Lo riferisce il Guardian online, riportando informazioni diffuse via Twitter dall'avvocato difensore Abdulrahman al-Lahem, il quale aveva chiesto e ottenuto un nuovo processo per il plateale mancato rispetto dei diritti di base dell'imputato e sull'onda delle polemiche internazionali sollevate attorno al caso.

Le frustate, stando a quanto stabilito dai giudici del regno wahabita nella ripetizione del processo, saranno impartite in 16 diverse sessioni. E tutte le poesie di Faydah - accusato di aver "rinnegato l'Islam" - non potranno più avere accesso sui media sauditi. Lahem si è detto soddisfatto per il nuovo verdetto, ma ha annunciato di voler portare avanti la battaglia giudiziaria per dimostrare "la piena innocenza" del suo assistito.

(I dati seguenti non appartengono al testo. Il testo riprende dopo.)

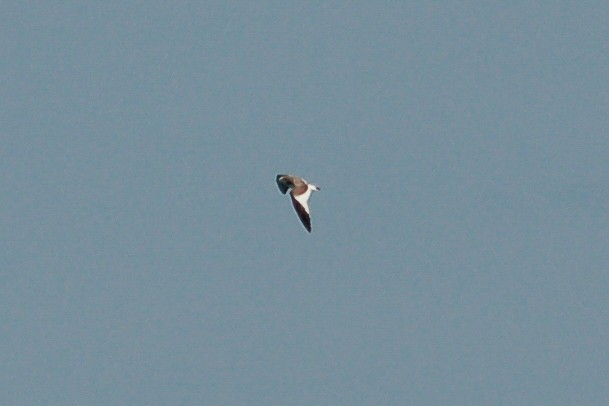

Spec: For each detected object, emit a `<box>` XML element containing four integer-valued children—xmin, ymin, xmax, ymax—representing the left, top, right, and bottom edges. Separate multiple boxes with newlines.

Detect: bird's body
<box><xmin>277</xmin><ymin>175</ymin><xmax>319</xmax><ymax>232</ymax></box>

Adam Coogle, di Human Rights Watch, pur apprezzando la revoca della pena capitale, ha detto che "nessuno dovrebbe essere arrestato per aver espresso pacificamente delle opinioni, men che meno sottoposto a punizioni corporali" e ha invocato quindi la totale cancellazione di una "sentenza ingiusta".

"Accettare una barbarie come compromesso" resta infine inaccettabile per lo scrittore Irving Welsh, secondo il quale è tempo che "i governi occidentali smettano di avere a che fare con il perverso regime" che governa l'Arabia Saudita: uno dei Paesi al mondo in cui il boia è più attivo in assoluto.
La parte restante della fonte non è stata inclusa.